Next, an embodiment according to the foam molded sound absorbing body and the manufacturing method thereof of the present invention will be described with reference to FIGS.
(Foam molded sound absorber)
The foam molded sound absorbing body of the present invention is characterized in that it is first composed of the foam molded body 1 described below illustrated in FIG. The foam molded body 1 is a foam molded body composed of a myriad of foam cells 11, 11,... Obtained by heating and foaming expandable resin particles filled in a mold configured in a predetermined shape. , Adjacent foam cells 11, 11,... Are bonded to each other at the contact surfaces 11a, 11a by softening and melting. That is, the fusion bonded portion literally has the same resin properties as the foamed resin material because the foamed resin material is fused.

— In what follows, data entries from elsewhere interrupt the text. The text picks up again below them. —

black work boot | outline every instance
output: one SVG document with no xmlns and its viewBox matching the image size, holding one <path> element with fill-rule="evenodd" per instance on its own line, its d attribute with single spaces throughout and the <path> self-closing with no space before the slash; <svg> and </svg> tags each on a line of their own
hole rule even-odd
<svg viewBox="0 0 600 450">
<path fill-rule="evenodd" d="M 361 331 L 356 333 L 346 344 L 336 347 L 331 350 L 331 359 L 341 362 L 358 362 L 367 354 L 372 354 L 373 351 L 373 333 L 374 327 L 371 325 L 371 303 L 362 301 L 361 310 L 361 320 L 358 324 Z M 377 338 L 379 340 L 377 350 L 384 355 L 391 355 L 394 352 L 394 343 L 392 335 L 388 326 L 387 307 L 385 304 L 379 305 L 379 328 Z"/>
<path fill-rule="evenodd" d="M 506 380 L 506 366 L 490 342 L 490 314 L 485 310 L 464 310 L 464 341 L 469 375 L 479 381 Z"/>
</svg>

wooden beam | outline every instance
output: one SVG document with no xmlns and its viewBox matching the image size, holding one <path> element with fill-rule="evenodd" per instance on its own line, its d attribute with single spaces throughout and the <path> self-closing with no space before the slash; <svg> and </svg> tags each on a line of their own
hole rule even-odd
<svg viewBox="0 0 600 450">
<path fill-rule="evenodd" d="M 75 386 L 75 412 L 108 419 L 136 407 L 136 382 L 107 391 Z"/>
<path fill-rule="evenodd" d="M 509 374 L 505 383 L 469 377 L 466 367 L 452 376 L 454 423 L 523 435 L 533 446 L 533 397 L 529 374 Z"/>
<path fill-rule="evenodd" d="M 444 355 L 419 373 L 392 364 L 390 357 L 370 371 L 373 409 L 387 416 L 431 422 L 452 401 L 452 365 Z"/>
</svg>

  Next, the foam molded body 1 is formed by connecting a space 12 surrounded by at least three foam cells 11 (in FIG. 1, a space 12 surrounded by five foam cells 11 is illustrated). It has three-dimensional fine pores composed of continuous ventilation holes and has at least the following physical properties.

That is, the three-dimensional fine pores have a volume porosity of 10 to 40%, which is the total volume ratio of the fine pores to the entire volume, and have a tear strength of at least 0.16 MPa.
The three-dimensional pores have a complicated spatial path in which a large number of branches, zigzags, and windings, and the inner diameter of the three-dimensional fine pores irregularly repeats expansion and contraction. It exhibits the basic sound absorbing function of attenuating effects such as interference and resonance.

  When this volume porosity is less than 10%, it is convenient to obtain high strength, but it is not preferable as a sound absorber because the sound absorbing effect is insufficient. On the other hand, if it exceeds 40%, the sound absorption effect tends to decrease, and the mechanical strength is difficult to obtain, which is not preferable. In addition, as the strength of the sound absorber of the present invention, it is necessary to have a shape retention strength that can withstand handling at a minimum, and it is preferable to have a mechanical strength as a structure. From this point, it is appropriate to evaluate the tear strength as a measure representative of mechanical strength, and it is preferably at least 0.16 MPa, preferably 0.22 MPa or more.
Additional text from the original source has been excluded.